昨年来堅調だった中国経済がここにきてやや減速、世界中にその影響がじわり広がりつつある。経済指標を見ると鉱工業生産、小売売上高、購買担当者指数はいずれも前月比で見て伸びは弱まり、貿易額も足元にかけて頭打ち感が顕著である。景気減速の背景には、①世界的な生産活動再開による反動②米国による中国ハイテク企業への規制強化③中国政府による国内情報産業への規制強化④習主席の掲げる共同富裕論の実践の4点があると見られる。

①世界的な生産活動の再開…いち早く中国経済がコロナ禍から脱出したことで、各国の生産需要が中国に集中し中国経済は昨年急激に回復。但し昨年末以降のワクチン接種進捗により先進各国の経済は正常化に向かい生産が復活。株価も企業収益の低迷を反映し今年は頭打ちだ。(図1)

②米国による中国ハイテク企業への規制強化…中国は香港の一国二制度を半ば反古にし統治姿勢を強めるほか、南シナ海での覇権を狙うなど民主国家との異質性が顕在化。
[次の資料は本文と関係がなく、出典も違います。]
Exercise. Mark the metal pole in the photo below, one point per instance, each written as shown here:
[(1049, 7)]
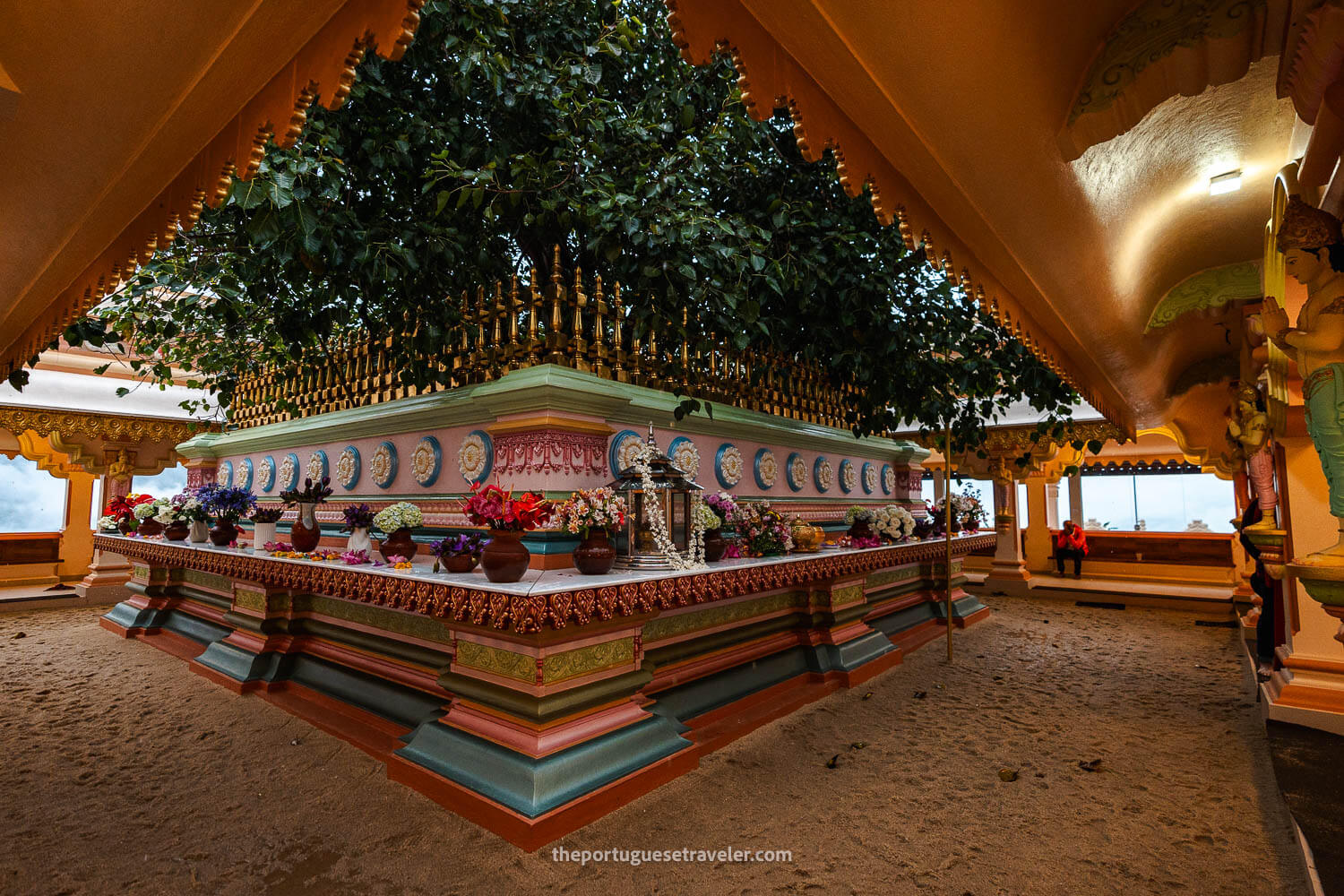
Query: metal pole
[(946, 506)]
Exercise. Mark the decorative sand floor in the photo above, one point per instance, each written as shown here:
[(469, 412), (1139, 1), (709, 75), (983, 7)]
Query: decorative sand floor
[(124, 772)]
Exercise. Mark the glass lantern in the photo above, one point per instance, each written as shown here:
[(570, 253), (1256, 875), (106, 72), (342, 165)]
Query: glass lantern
[(671, 500)]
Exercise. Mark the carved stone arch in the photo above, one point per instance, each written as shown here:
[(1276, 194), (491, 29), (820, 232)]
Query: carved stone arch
[(1163, 48)]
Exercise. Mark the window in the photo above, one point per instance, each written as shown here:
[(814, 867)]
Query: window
[(161, 485), (1159, 503), (34, 500)]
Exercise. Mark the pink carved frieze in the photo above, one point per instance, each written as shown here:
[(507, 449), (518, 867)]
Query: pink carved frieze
[(551, 458)]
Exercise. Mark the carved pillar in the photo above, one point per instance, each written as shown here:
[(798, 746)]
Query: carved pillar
[(1008, 570)]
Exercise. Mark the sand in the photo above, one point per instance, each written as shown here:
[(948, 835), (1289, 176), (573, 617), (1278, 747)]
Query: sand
[(123, 771)]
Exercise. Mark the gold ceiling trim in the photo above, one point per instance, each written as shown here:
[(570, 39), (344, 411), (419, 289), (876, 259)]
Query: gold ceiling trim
[(324, 66), (1312, 58), (769, 78), (1163, 48)]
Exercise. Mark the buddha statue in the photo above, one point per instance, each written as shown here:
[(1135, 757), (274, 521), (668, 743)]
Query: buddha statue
[(1314, 254), (1249, 432)]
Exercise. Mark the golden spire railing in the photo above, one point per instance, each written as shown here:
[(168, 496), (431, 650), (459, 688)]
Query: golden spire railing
[(523, 324)]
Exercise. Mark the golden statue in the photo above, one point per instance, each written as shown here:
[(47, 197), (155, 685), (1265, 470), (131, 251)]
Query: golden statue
[(1314, 254), (121, 469)]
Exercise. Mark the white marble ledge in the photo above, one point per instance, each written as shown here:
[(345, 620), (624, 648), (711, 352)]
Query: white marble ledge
[(542, 581)]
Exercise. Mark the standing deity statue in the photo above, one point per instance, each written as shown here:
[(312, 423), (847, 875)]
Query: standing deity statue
[(1314, 254), (1249, 432)]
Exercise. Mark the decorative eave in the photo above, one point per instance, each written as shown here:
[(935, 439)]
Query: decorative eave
[(771, 78), (324, 66), (1163, 48)]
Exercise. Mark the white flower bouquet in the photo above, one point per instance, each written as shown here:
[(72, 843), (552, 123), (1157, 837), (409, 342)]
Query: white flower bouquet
[(403, 514)]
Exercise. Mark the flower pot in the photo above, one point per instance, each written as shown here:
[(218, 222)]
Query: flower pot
[(459, 563), (714, 546), (398, 544), (223, 533), (505, 557), (306, 532), (860, 530), (594, 555), (359, 540), (263, 533)]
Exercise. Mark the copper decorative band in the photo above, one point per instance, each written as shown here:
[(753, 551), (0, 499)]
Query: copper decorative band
[(527, 613)]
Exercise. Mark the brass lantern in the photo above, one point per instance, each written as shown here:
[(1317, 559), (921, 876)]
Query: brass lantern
[(669, 498)]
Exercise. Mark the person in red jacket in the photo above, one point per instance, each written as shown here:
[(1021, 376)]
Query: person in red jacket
[(1072, 544)]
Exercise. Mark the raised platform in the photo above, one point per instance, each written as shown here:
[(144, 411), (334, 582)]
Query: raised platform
[(537, 708)]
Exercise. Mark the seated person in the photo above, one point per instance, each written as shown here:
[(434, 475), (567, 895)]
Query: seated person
[(1072, 544)]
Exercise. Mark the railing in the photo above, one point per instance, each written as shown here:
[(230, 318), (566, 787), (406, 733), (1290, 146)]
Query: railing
[(515, 327)]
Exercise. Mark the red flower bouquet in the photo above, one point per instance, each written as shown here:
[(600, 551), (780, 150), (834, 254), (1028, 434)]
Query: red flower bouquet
[(123, 508), (497, 509)]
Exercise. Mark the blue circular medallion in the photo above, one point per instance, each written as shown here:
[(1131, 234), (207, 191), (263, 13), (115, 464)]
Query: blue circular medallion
[(268, 473), (347, 468), (822, 473), (245, 473), (728, 465), (317, 466), (426, 461), (796, 471), (765, 469), (847, 476), (476, 457), (289, 471), (382, 466)]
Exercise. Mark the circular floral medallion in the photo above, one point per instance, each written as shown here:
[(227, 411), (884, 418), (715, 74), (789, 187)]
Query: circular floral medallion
[(728, 465), (476, 455), (624, 445), (849, 476), (245, 473), (317, 465), (426, 460), (797, 471), (685, 455), (268, 473), (765, 469), (823, 474), (382, 466), (289, 471), (347, 466)]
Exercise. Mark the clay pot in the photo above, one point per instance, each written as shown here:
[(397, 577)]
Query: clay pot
[(398, 544), (505, 557), (223, 533), (860, 530), (459, 563), (306, 532), (594, 555), (714, 546)]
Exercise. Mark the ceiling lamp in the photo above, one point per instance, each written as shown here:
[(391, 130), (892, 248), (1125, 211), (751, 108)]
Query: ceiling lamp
[(1228, 183)]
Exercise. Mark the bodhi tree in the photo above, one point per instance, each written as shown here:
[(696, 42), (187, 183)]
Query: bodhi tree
[(511, 128)]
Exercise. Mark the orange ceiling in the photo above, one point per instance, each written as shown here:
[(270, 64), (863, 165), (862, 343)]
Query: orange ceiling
[(967, 99)]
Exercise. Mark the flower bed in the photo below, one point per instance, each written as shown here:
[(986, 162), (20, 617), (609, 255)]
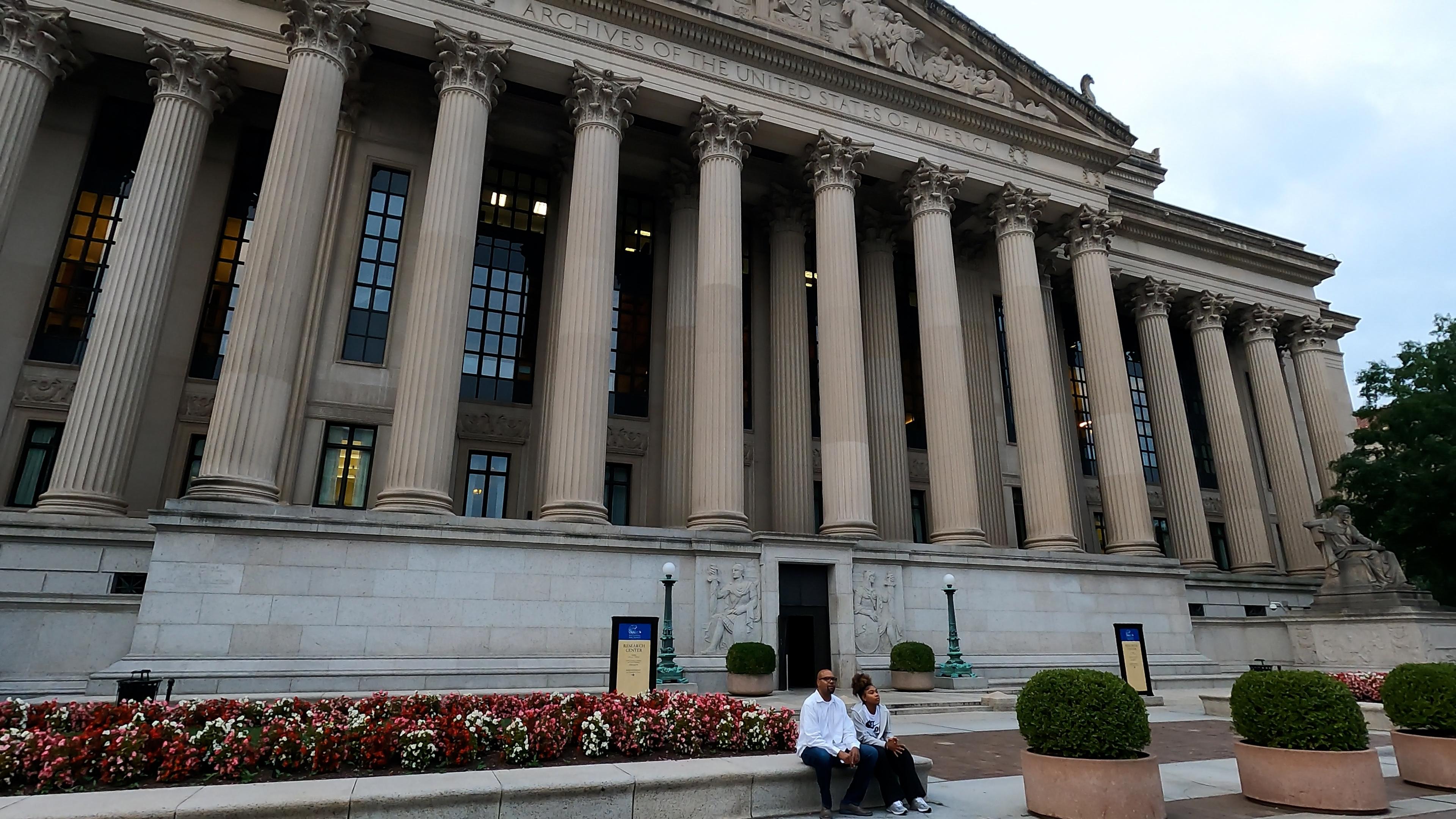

一方で2030年にも中国のGDP世界1位が予想され、危機感を強めた米国は個人情報の漏洩を警戒し中国ハイテク企業との取引を規制、対象企業は販売制約だけでなく半導体調達やソフトウェアの利用制限などの問題も抱える。

③中国政府による中国ハイテク企業への規制強化…中国IT企業の創業者が金融当局や銀行を公然と批判。共産党の一党支配体制への挑戦と受止めた中国政府は、成長性の高い新興企業への規制強化に動いたため、それら企業の株価は年初から半減。日本のIT企業もその影響で業績が悪化、日経平均株価も中国株を追うように下落。(図1)

④習近平主席による共同富裕論と学習塾への規制…習主席は共産党における慣例的な定年68歳となったが、来年の党大会で総書記続投を目指すようだ。そこで国民からの支持を得るべく貧富の差拡大への是正策として、共同富裕論を展開、高額負担を求める学習塾の非営利化を発表した。この影響で中国富裕層をターゲットとし、株価が過去最高値を更新していた欧州ブランド企業株や中国教育株は8月に入り急落した。

さてこれらの動きを一時的な現象と見るか或いは長期化すると見るかだが、筆者は1990年代の日本との類似性から長期化を予想する。例えば、中国による自国IT企業への規制強化は、米国からの要求で導入した日米半導体協定のように、自国企業を窮地に追いやろうとしている。また少子高齢化社会が進行する中で教育コストの低減を狙った学習塾規制は、将来的な学力低下へと繋がった日本のゆとり教育に類似する。さて今後の中国は、日本のように米国の壁に跳ね返されるのか、或るいは100年に一度とも言われる覇権国の交代を演じるのか、いずれのケースにも備えつつ見守るしかない。